HC: Jesus said, "Love your neighbour as yourself," because within the heart of man God has put a self-love. Man intuitively wants to preserve his own life. He wants the very best for himself. Now he may be careless with his life, and he may do things that are destructive to his life. But he's doing this because he has been deceived into thinking some sin of his is actually beneficial to him. Pleasure is superimposed over what is best for him. But still, the ultimate package is that he is doing what is best for him. Man by nature is designed this way.
Now God has declared that we are to love our neighbour with that same care with which we love ourselves. We want the very best for them also. And God actually told us how we can love our neighbour in I John 5:2: "By this we know that we love the children of God, when we love God and obey His commandments."
Now you see, if we love our neighbour then we would never, for example, want to commit adultery, just to use this as an illustration. Anyone at all who says, "Oh, we love each other so much that we can't help it that we live immorally together," well, that's utter nonsense. That's not love. That's lust. That's just selfish desire, because to live immorally with someone else is to incur the wrath of God against that person. So how can that be love for that person? That is simply selfish lust.
The same thing is true if we do anything against our neighbour. If we hate our neighbour, that's the equivalent of murder. If we covet what they have, so that we begin to get ideas as to how we might obtain that which doesn't belong to us, this is showing that we do not love our neighbour.
But if we are trying to live by God's rules in relationship to our neighbour, we won't covet, we won't kill, we won't commit adultery. We won't have these sins in our life, and this will really show that we love our neighbour.
CALLER: I don't want to have selfish love. But since you said God gave us love for ourselves, is it to preserve our life? Is that what you mean, that kind of love?
HC: Yes, to preserve our life. And actually, that love can be misguided altogether, so that it becomes selfish love. And we really think that we're on the throne of our life. We have to, if we truly love our life, look at ourselves very honestly in the light of God's rules, which comes back again to keeping His commandments. And in the Bible we read that we're sinners, that we're under the wrath of God and subject to hell, we begin to cry out to God for mercy. We don't deserve His mercy but we cry out to God for mercy. And we come to Him with a broken and contrite heart, and desire the salvation that He tells us about in His Word.
CALLER: I listen to Dr. Adams and to Dr. Narramore. And Dr. Narramore always seems to talk about what happened in our early childhood, that that's what probably caused our problems. But Dr. Adams doesn't seem to speak that way. He seems to say that we don't fulfil our responsibilities. He doesn't blame it on our childhood. Which is right? I know we're sinners, but . . .
HC: I personally believe that a lot of psychology today is seeking for a scapegoat, a reason for why we are, without really getting at the heart of the matter, which is that we are sinners, that we have a sinful nature. And so we alibi and say, "Well, my mother brought me up this way," or "My daddy did this to me, and therefore I am the way that I am." Well, they may have done those things, but we are the way we are because we're sinners.
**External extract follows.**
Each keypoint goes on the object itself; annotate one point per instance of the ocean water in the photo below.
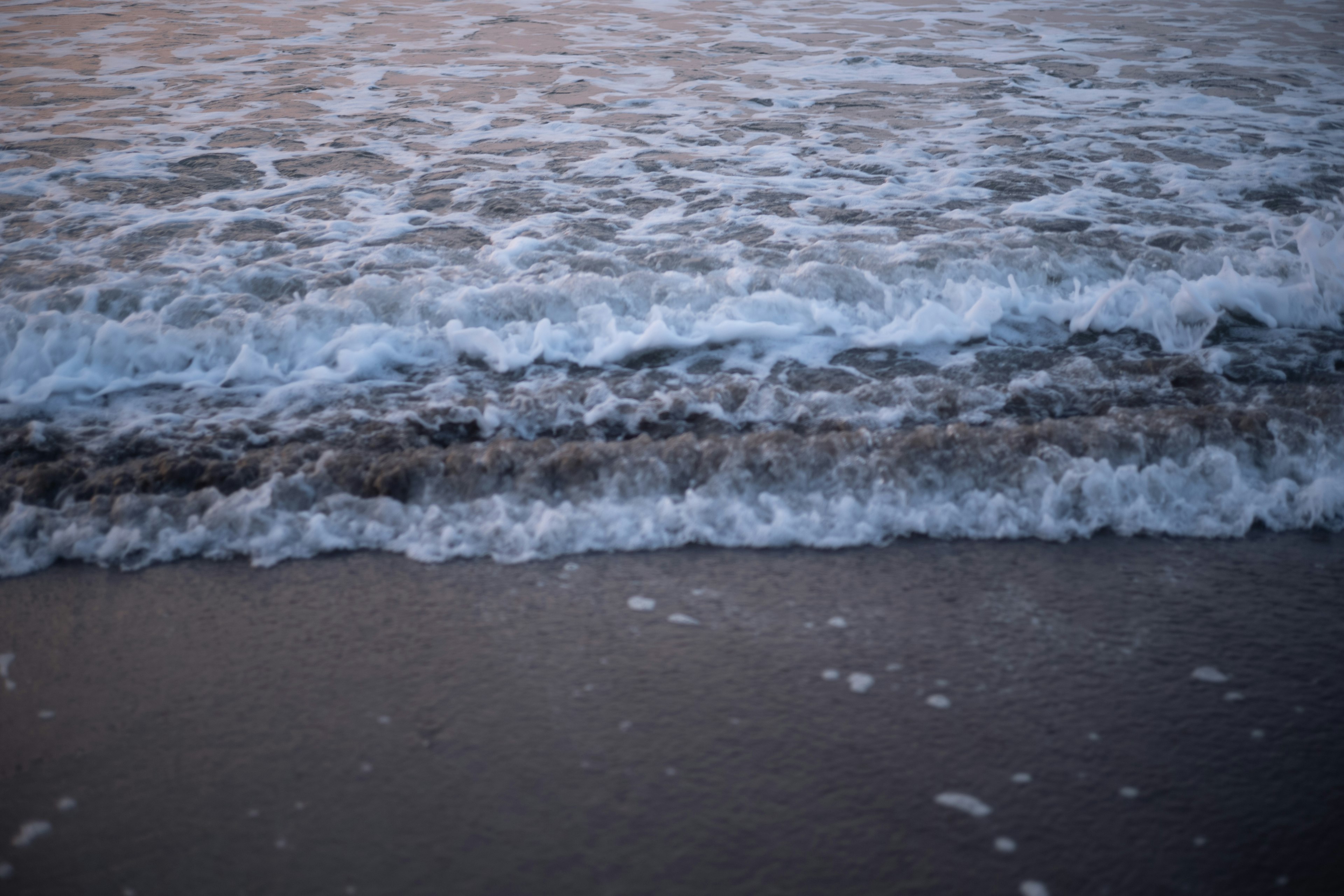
(533, 279)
And wonderfully, the love of God is such, and the grace of God is such, that regardless of what the outward circumstances are that may have helped to form our character (and certainly outward circumstances, our environment, has made an impact upon our character), nevertheless, regardless of what those may be, once we turn our life over to Christ, once we are born again, then it's unimportant what finally formed our character, why we are the way we are.
Really, to try to dig back, dig back, to what happened when you were a child, what's so big about that? All I know is, I'm a sinner. I'm under the wrath of God, and I'm in trouble with God, and "Oh Lord, have mercy on me." And once I'm a born again believer, then all of the sins of my childhood and the sins of my parents, as they may have related to me, are not at all.
CALLER: Thank you for your patience.
HC: Thank you so much for calling and sharing. Good night.